I am from a migrant background. Consequently we had very little as children yet somehow for my seventh birthday my parents bought me a Barbie doll. My excitement waned very quickly on realising how limited Barbie was in wardrobe choices. I was totally fixated on Barbie having adventures and one dress didn’t cut it. I knew I couldn’t say anything as I didn’t want to disappoint my parents. They had gained so much pleasure in buying me something I wanted. I must have sat on my bed for hours reflecting on how to solve my dilemma.
My mother did a lot of sewing, both by hand and on a very basic model sewing machine. It was a way of saving on expenses. I began collecting scraps of fabric she had discarded. I began watching every little thing she did. By my eighth birthday Barbie had an outfit for every occasion but the piece de resistance was a skiing ensemble. I had begged my mother to find some fur and I had made a hooded jacket, a type of leggings and trimmed the hood with white fur and then made Barbie fur boots.

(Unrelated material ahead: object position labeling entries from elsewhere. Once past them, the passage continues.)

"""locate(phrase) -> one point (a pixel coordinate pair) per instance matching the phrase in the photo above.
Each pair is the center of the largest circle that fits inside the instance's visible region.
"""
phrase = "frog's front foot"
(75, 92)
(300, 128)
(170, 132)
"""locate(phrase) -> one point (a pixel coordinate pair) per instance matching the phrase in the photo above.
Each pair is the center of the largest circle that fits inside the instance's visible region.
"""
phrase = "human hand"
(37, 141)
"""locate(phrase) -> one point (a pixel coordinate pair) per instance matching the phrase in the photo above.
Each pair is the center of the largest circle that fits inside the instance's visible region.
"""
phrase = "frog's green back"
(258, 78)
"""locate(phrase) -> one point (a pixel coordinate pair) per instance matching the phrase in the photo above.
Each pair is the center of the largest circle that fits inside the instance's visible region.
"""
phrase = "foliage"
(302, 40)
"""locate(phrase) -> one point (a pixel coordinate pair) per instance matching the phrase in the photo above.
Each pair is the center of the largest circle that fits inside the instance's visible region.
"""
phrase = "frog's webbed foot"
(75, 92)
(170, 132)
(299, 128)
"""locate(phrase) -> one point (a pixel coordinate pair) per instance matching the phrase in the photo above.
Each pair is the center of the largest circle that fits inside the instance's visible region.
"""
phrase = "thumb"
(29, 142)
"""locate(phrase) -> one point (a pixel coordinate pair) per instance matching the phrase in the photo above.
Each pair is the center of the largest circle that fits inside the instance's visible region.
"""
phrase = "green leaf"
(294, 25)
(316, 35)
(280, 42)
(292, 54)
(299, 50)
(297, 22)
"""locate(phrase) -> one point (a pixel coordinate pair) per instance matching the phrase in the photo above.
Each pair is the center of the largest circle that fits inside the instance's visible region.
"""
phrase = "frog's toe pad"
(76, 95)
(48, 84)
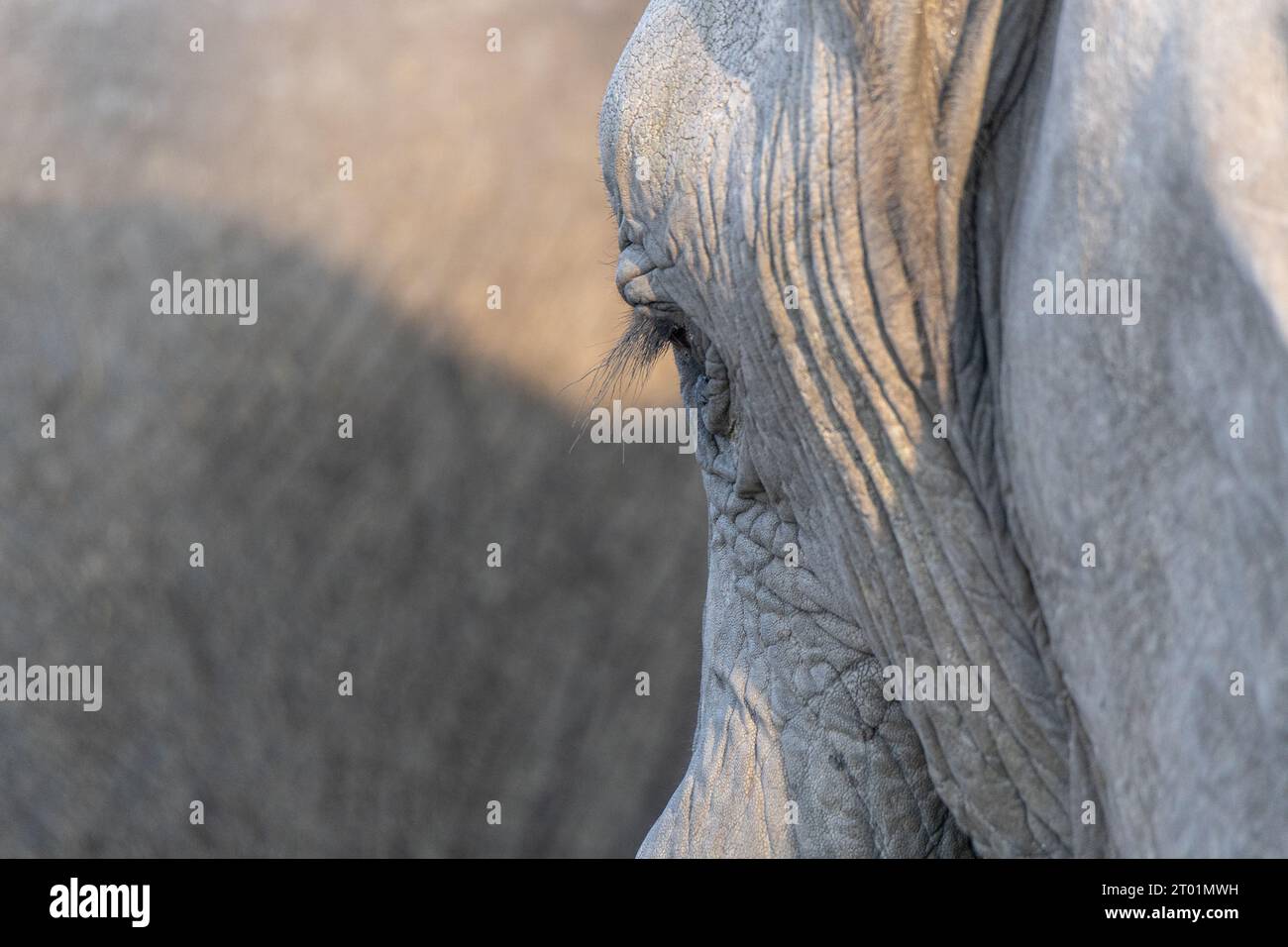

Bent paddle pop sticks covered in Cadbury’s chocolate silver foil wrappers made excellent skis. I salvaged match-stick boxes to glue together to make a dressing table, scavenged any larger boxes I could find to make tables, chairs and even a wardrobe. A doll house from my parents was out of the question so I created my own. Why not, I had the furniture?
Was everything as good a quality as it could have been? I was seven when I started so perhaps not but I got better as I got older. I begged my Mother to buy me magazines with patterns, nagged her and my aunties to give me sewing lessons, and finally nagged my Ma (what I called her) enough to let me use her machine. Along the way I got so much input from people that even when I became self-sufficient I loved running things past them. There are always ways to improve things. Home-made can be outstanding at times. Ask anyone still alive (lol Ma) who had ever tasted her bottled tomato sauces.
Compromise always sounds like someone is giving in. I see it as finding a way to make things work that costs us nothing but time and effort. If the commitment is real the process irons out the creases very easily.